Data Analysis with Pandas
In this article, we will apply Data manipulation techniques on a CSV dataset using popular python package called pandas
To learn more about pandas you can refer Cheatsheet
Load some sample Data
import pandas as import pd
df=pd.read_csv(''https://raw.githubusercontent.com/rasbt/python_reference/master/Data/some_soccer_data.csv'')
#print first Elements from the CSV
df.head(10)
Renaming Column names to lowercase
df.columns=[c.lower() for c in df.columns]
df.tail(3)
Renaming particular columns
df=df.rename(columns={'p':'points', 'gp':'games','sot':'shots on target','g':'goals','ppg':'points_per_game','a':'assists'})
df.tail(3)
Changing Values in columns
#Processing 'salary' column
df['salary']=df['salary'].apply(lambda x:x.strip('$m'))
df.tail()
Adding a new column
df['team']=pd.Series('',index=df.index)
#or
df.insert(loc=8,column='position',value='')
df.tail(3)
Applying Functions to multiple Columns (Lowercasing Multple Columns )

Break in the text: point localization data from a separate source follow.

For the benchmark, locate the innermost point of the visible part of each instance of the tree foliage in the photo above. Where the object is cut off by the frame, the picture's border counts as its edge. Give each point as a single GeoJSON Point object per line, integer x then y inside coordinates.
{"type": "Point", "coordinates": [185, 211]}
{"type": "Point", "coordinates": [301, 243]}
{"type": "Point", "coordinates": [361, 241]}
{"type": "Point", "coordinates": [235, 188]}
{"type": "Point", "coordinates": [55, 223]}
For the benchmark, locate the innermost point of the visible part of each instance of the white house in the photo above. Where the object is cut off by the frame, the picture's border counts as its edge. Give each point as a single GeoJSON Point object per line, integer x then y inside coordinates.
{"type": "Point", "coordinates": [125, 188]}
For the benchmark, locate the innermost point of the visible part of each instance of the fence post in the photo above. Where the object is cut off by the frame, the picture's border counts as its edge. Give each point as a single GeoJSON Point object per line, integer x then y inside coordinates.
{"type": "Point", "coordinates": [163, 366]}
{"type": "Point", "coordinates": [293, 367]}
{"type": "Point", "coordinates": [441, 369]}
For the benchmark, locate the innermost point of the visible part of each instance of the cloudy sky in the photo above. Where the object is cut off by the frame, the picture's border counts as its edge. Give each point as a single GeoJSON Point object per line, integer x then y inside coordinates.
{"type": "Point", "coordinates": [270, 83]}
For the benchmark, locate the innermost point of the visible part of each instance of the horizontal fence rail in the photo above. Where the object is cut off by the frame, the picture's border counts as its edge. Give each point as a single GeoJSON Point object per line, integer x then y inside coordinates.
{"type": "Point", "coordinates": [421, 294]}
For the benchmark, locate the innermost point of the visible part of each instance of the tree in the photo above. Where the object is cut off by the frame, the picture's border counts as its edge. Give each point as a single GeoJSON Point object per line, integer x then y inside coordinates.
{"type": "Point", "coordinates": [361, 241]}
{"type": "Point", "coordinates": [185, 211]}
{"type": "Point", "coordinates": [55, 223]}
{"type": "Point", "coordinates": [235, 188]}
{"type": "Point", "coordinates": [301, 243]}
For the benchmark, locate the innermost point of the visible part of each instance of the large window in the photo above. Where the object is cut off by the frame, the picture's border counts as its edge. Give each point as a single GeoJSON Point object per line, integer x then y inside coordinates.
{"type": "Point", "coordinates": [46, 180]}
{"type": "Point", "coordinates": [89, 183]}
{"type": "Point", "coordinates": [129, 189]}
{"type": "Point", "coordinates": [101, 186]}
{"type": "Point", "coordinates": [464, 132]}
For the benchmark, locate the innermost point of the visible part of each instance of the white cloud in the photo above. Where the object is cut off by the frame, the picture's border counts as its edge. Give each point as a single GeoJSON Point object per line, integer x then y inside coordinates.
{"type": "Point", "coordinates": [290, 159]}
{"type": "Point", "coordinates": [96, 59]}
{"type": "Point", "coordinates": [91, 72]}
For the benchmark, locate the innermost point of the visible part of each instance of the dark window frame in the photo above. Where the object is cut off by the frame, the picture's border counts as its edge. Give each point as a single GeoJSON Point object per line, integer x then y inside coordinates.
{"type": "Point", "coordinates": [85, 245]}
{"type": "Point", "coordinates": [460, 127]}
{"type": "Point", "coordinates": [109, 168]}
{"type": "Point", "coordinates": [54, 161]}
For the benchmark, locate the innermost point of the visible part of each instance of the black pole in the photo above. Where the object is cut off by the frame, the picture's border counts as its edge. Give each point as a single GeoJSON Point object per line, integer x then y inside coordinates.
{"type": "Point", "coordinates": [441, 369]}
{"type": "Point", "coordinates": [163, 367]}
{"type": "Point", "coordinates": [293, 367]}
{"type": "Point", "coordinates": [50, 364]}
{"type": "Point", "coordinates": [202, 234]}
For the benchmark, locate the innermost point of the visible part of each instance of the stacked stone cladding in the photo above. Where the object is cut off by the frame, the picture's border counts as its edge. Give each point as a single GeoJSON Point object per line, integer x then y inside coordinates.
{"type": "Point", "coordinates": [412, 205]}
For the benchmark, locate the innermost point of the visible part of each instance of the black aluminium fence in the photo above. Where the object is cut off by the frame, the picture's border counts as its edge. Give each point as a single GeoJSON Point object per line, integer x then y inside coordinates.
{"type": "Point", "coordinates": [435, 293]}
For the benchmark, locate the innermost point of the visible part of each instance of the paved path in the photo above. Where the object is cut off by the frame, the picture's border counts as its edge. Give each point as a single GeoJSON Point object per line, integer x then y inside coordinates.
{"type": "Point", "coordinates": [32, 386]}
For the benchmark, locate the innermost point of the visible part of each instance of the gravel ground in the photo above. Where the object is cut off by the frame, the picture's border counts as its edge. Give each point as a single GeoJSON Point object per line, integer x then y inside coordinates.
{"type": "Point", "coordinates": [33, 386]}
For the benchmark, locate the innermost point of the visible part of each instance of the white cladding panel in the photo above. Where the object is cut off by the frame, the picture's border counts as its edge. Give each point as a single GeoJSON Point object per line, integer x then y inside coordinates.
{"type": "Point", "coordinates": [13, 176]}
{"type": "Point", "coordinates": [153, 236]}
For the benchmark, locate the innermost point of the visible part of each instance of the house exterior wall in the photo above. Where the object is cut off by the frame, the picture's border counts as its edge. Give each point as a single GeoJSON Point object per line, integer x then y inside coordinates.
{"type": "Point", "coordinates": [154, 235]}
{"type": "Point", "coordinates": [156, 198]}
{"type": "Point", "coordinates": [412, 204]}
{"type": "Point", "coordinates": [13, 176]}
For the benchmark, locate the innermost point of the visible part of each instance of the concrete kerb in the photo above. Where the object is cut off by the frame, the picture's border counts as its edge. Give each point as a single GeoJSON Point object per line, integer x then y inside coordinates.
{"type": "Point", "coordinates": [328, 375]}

cols=['player', 'position', 'team']
df[cols]=df[cols].applymap(lambda x:x.lower())
df.head()
Missing values aka NaNs (Not a Number)
Counting Rows with NaNs
nans=df.shape[0]-df.dropna().shape[0]
print('%d rows have missing values' % nans)
Selecting NaN Rows
#selecting all rows that have NaN's in the 'assists' column
df[df['assists'].isnull()]
Selecting non-NaN rows
df[df['assits'].notnull()]
Filling NaN Rows with value 0
df.fillna(value=0, inplace=True)
print(df)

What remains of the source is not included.